There is a view of life which conceives that where the crowd is, there also is the truth, and that in truth itself there is need of having the crowd on its side. There is another view of life which conceives that wherever there is a crowd there is untruth, so that (to consider for a moment the extreme case), even if every individual, each for himself in private, were to be in possession of the truth, yet in case they were all to get together in a crowd -- a crowd to which any sort of decisive significance is attributed, a voting, noisy, audible crowd -- untruth would at once be in evidence.
For a “crowd” is the untruth.
Søren Kierkegaard, “That Individual”
One of the symptoms of groupthink is the members’ persistence in conveying to each other the cliché and oversimplified images of political enemies embodied in long-standing ideological stereotypes…

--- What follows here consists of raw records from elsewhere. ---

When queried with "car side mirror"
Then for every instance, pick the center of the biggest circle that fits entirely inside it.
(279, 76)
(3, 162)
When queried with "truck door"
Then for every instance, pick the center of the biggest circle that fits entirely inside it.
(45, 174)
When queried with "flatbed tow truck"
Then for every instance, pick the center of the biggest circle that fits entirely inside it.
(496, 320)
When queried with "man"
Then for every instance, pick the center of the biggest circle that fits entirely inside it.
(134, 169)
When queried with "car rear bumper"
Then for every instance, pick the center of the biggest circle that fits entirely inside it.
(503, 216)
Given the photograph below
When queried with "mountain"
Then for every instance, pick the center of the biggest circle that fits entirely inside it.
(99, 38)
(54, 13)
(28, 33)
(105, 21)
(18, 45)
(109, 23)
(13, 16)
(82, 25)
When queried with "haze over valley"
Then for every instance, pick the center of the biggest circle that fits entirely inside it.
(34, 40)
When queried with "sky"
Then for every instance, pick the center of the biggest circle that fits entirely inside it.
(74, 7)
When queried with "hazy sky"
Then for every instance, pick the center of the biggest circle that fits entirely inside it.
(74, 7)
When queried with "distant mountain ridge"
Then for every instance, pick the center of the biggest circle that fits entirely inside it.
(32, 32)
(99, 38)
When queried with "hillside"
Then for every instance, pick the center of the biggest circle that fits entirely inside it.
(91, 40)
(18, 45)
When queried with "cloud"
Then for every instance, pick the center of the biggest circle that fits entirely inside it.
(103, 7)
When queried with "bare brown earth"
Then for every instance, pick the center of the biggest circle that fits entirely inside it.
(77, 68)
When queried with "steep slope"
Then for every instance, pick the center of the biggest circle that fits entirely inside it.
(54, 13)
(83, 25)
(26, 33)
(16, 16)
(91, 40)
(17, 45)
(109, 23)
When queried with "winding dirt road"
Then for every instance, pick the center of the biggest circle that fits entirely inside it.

When a group of people who respect each other’s opinions arrive at a unanimous view, each member is likely to feel that the belief must be true. This reliance on consensual validation tends to replace individual critical thinking and reality-testing.
Irving Janis, Groupthink: Psychological Studies of Policy Decisions and Fiascoes, Second edition
I have always hated mobs. Thus I dislike mass demonstrations with their slogans and banners, marches and sit-ins, and all the rest of the obnoxious apparatus of modern protest. Usually the cause is bad, and the participants are ignorant yahoos. But I dislike such rallies even when the cause is good and the participants well-meaning. They may sometimes be necessary, but they are always regrettable and to be avoided if possible.